The Effects of Hospice Care in Public Health Centers on Quality of Life of Terminal Cancer Patients and Care-giver Burden of Families / 農村醫學 地域保健

ABSTRACT

OBJECTIVES: This study aimed to find out the effects of hospice care in public health centers by evaluating the quality of life of terminal cancer patients and care-giver burden of their families. METHODS: From January to December 2007, 32 terminal cancer patients and their familes were selected as subjects for this study based on the research criteria. The data were collected using the questionnaire along with interviews. Instruments used for this study were C-QOL(Cancer-Quality of Life) that was developed by Lee(2007) and care-giver burden of families that was developed by Seo et al(1993). The data were analyzed using frequency, percentage and paired t-test.

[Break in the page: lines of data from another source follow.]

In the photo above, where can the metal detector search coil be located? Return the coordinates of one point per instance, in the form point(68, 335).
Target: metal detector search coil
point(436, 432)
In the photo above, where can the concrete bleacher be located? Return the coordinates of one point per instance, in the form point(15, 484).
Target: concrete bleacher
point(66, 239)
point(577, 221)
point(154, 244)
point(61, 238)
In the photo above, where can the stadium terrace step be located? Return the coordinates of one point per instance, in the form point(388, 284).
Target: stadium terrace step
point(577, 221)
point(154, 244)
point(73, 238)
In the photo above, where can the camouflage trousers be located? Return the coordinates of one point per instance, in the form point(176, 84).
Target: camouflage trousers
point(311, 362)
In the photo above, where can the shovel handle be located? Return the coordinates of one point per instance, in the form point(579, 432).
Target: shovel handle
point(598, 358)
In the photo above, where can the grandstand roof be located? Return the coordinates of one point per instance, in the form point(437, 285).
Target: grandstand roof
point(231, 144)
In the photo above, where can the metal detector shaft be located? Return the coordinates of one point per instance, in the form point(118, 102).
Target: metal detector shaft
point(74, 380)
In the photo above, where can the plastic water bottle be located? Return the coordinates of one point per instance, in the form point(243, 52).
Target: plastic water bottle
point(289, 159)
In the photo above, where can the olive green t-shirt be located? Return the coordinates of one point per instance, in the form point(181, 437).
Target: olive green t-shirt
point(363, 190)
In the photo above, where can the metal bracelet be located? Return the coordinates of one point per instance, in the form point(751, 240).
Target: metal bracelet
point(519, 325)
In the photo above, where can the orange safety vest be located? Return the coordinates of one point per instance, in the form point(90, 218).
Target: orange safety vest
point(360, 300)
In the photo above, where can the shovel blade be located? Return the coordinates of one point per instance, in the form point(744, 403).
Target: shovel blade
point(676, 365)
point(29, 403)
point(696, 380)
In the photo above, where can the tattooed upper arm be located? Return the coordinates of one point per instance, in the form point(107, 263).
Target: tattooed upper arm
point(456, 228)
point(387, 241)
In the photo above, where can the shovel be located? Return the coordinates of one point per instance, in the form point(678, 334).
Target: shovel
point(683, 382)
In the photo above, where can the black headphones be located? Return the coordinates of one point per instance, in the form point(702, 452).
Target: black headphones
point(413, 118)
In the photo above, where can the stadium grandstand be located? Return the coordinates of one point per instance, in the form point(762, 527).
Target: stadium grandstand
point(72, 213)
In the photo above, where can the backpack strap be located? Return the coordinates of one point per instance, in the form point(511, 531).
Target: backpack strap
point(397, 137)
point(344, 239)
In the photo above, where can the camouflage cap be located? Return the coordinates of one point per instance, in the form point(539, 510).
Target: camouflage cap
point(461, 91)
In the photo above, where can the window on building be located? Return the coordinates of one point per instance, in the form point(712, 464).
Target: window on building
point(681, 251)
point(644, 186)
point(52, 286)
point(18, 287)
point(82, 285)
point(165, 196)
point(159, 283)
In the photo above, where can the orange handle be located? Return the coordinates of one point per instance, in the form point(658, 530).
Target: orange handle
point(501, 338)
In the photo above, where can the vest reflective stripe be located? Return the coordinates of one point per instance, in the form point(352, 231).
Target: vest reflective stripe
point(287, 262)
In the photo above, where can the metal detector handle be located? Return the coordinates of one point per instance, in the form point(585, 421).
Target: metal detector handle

RESULTS: There was a statistically significant differences in the global overall quality of life between before and after receiving the comprehensive hospice care(t=18.997, p=.000). There was a statistically significant differences in the level of the quality of life of the hospice patients in physical aspects(t=21.196, p=.000), in emotional aspects(t=11.803, p=.000), in social aspects(t=24.310, p=.000) between before and after receiving the comprehensive hospice care. There was a statistically significant differences in care-giver burden of families between before and after receiving the comprehensive hospice care(t=36.468, p=.000). CONCLUSIONS: Hospice care in the public health center could be considered as an effective intervention to improve general quality of life of the terminally ill out patients and to decrease of care-giver burden of families with terminal cancer patients. It is recommended that hospice care in public health centers for the terminally ill out clients and their families should be increased.